Guess designs, distributes and licenses clothing and accessories under numerous trademarks, including “GUESS?” and “MARCIANO”. Guess operates a selective distribution system in the European Economic Area (EEA), where authorised retailers are chosen on the basis of quality criteria.

Companies in the EEA are generally free to set up the distribution system that best serves them, including selective distribution systems, where the products can only be sold by pre-selected authorised sellers. However, these systems must comply with EU competition rules. In particular, consumers must be free to purchase from any retailer authorised by a manufacturer, including across national borders. At the same time, authorised retailers must be free to offer the products covered by the distribution contract online, to advertise and sell them across borders, and to set their resale prices.

The Commission investigation which started in June 2017 discovered that Guess’ distribution agreements restricted authorised retailers from:

  • Using the Guess brand names and trademarks for the purposes of online search advertising;
  • Selling online without a prior specific authorisation by Guess. The company had full discretion for this authorisation, which was not based on any specified quality criteria;
  • Selling to consumers located outside the authorised retailers’ allocated territories;
  • Cross-selling among authorised wholesalers and retailers; and
  • Independently deciding on the retail price at which they sell Guess products.

What is really interesting here is that the EU allows brands to restrict retailers from advertising in other countries, but what they don’t allow is blocking consumers from other countries choosing to buy from a retailer outside their own country.

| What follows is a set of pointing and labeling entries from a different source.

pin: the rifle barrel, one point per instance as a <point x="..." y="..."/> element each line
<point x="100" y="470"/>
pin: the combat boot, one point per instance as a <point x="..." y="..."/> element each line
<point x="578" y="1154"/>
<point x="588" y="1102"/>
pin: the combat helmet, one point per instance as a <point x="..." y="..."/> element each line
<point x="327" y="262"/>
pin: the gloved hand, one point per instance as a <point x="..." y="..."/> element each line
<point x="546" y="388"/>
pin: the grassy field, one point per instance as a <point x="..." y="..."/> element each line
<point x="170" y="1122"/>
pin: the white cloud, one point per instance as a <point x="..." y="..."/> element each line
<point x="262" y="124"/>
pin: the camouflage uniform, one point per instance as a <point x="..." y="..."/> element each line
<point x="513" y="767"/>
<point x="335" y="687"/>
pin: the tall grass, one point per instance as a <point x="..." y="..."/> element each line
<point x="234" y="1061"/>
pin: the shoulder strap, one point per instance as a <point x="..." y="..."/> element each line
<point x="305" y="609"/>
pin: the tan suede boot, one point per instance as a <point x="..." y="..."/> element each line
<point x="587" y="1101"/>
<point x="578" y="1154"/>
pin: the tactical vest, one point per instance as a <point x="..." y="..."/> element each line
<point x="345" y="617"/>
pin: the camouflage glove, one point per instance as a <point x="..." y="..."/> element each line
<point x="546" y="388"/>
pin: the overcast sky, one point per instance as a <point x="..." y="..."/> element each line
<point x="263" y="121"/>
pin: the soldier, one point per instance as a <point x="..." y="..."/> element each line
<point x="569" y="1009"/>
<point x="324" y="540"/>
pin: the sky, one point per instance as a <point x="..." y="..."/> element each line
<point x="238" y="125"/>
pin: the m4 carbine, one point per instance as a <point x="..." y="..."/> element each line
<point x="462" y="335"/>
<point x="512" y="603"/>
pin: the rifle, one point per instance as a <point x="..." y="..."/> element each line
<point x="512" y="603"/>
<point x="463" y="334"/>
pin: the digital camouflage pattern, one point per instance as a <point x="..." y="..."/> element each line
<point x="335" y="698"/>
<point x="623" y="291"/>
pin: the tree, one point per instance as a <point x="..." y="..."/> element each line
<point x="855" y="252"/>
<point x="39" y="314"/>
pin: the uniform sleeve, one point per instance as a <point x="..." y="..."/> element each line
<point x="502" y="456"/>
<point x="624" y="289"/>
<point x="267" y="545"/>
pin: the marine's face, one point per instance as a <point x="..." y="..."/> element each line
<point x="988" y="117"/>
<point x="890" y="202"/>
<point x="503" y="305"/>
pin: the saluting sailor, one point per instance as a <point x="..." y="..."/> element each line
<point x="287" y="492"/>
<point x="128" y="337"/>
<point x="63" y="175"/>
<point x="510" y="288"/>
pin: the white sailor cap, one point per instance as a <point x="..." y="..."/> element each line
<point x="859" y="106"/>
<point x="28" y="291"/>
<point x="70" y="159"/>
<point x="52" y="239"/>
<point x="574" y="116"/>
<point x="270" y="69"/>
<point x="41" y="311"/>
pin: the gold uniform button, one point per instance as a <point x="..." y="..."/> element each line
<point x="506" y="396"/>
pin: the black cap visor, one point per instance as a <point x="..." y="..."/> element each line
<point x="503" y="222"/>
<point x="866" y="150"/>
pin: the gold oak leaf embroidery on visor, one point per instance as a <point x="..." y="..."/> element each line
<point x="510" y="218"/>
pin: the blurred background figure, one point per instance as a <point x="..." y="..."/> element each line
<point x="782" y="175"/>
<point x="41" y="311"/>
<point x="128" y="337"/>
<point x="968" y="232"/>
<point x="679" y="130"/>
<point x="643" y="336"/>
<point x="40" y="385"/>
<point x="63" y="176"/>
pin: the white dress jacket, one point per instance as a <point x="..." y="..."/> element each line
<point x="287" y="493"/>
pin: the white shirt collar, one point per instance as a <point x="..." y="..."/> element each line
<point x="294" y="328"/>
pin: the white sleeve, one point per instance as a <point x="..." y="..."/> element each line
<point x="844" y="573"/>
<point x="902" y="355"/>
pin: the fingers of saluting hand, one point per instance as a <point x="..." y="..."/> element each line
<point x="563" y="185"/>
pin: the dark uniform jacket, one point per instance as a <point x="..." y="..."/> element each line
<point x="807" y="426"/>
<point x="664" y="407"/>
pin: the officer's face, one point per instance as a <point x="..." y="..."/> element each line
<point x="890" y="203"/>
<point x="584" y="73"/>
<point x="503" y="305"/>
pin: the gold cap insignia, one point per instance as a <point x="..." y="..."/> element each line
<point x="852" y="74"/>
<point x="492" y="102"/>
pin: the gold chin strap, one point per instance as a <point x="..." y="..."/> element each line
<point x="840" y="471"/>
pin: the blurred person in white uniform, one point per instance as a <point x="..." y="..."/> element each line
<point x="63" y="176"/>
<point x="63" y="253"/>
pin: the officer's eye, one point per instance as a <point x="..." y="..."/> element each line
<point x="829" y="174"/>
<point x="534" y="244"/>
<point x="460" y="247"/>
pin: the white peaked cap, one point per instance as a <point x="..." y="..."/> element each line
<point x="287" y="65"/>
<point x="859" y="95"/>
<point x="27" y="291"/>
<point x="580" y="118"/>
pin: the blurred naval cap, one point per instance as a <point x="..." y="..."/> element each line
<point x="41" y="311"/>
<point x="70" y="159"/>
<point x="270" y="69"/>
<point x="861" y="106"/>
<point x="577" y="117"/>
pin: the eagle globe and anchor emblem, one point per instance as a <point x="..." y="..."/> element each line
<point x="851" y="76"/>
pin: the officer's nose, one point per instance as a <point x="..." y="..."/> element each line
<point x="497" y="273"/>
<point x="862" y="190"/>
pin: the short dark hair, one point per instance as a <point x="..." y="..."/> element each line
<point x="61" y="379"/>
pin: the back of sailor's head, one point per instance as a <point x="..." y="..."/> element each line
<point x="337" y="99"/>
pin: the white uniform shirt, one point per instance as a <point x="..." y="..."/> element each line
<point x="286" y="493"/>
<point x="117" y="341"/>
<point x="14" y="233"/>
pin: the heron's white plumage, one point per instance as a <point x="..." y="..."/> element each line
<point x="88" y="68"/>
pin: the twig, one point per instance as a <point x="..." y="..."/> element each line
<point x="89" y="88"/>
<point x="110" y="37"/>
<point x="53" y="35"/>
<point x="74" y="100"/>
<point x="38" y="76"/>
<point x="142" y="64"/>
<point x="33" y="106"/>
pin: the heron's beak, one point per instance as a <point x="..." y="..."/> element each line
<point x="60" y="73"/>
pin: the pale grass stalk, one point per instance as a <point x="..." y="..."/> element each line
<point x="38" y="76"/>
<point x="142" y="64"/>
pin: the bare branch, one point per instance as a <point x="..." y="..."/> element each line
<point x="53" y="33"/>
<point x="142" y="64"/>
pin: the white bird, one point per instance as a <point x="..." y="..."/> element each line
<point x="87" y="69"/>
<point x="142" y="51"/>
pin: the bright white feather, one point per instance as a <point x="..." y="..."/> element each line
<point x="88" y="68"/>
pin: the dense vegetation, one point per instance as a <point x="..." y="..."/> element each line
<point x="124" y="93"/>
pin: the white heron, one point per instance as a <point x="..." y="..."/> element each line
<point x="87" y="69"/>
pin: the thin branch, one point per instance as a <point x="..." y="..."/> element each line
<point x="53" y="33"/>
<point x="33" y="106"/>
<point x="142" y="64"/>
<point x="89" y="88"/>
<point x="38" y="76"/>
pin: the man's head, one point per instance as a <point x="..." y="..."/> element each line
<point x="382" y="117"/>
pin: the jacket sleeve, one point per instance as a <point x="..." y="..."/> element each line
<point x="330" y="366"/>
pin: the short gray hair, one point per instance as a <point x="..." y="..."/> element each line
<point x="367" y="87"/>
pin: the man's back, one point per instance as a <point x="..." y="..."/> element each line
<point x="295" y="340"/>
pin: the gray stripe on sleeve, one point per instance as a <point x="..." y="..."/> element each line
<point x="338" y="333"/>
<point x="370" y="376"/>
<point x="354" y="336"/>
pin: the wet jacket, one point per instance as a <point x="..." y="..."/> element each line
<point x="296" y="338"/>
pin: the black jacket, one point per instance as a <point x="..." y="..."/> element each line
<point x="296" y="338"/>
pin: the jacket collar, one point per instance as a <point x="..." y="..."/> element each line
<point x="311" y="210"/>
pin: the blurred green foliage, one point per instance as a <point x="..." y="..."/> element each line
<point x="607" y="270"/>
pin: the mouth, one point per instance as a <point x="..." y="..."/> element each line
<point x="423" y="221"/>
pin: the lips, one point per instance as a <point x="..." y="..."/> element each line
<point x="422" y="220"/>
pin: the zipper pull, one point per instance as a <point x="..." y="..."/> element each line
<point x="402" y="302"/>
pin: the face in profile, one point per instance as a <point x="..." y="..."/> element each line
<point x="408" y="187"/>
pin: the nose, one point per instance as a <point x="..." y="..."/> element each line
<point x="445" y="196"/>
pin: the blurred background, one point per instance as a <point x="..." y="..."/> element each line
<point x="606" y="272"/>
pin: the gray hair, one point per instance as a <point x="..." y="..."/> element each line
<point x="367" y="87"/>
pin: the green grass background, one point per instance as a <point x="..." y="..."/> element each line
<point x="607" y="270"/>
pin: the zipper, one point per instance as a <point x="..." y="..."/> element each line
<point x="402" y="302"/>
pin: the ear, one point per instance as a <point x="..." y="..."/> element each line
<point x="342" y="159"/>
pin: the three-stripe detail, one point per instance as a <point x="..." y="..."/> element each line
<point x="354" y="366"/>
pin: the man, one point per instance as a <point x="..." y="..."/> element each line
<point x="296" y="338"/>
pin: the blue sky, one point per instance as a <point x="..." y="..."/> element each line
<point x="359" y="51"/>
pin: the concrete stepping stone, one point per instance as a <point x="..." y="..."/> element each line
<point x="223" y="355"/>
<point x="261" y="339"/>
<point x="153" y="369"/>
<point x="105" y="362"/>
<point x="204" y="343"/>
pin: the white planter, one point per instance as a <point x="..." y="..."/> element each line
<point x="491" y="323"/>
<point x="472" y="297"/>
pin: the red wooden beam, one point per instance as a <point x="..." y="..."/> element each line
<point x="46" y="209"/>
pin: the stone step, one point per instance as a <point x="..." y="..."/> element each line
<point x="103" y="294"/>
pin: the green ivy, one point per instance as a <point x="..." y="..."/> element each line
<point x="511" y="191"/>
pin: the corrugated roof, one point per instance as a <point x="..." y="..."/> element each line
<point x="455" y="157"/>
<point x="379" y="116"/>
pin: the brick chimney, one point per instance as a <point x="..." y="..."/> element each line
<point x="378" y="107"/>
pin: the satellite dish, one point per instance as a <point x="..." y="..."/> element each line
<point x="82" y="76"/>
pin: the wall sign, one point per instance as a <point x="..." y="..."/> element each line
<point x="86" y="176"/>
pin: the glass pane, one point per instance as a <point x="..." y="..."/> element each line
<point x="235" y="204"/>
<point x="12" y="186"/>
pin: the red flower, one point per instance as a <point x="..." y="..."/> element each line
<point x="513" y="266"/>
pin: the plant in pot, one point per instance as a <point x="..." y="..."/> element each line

Put simply, this allows retailers to advertise on their own website or marketplaces and accept orders from any country but does allow them to block retailers from for instance listing overseas – for instance a UK retailer listing on Amazon Germany could be blocked but a German customer should be allowed to buy from the UK retailer on Amazon UK.

The result of Guess blocking cross border sales was that retail prices of Guess products were 5% to 10% higher in Central and Eastern European countries (Bulgaria, Croatia, Czechia, Estonia, Hungary, Latvia, Lithuania, Poland, Romania, Slovakia and Slovenia) compared to the same products when sold in Western Europe.

Guess cooperated with the Commission beyond its legal obligation to do so, in particular by revealing an infringement of EU competition rules not yet known to the Commission. In recognition of their cooperation, the EU reduced the potential fine by 50%.

One Response

  1. For me, the big pain in the backside is when brands or their representatives demand Amazon to stop me selling legitimately purchased brand products. The say usually that it is because they have a selective distribution agreement in place. However, at the same time one of their authorised dirstibutors is Amazon. To my understanding, to have a legal selective distribution agreement, two vitally required legal aspects is to have a showroom avaiable somewhere and to be able to give potential Clients informed face to face advice about the product. Plainly, Amazon has neither.

    If I am correct, what is happenning is that certain brands are unlawfully claiming a selective distribution agreement is in place so as to restrict competition and it suits Amazon not to challenge this because it reduces potential competion to Amazon.

    Either way, it is the consumer losing out.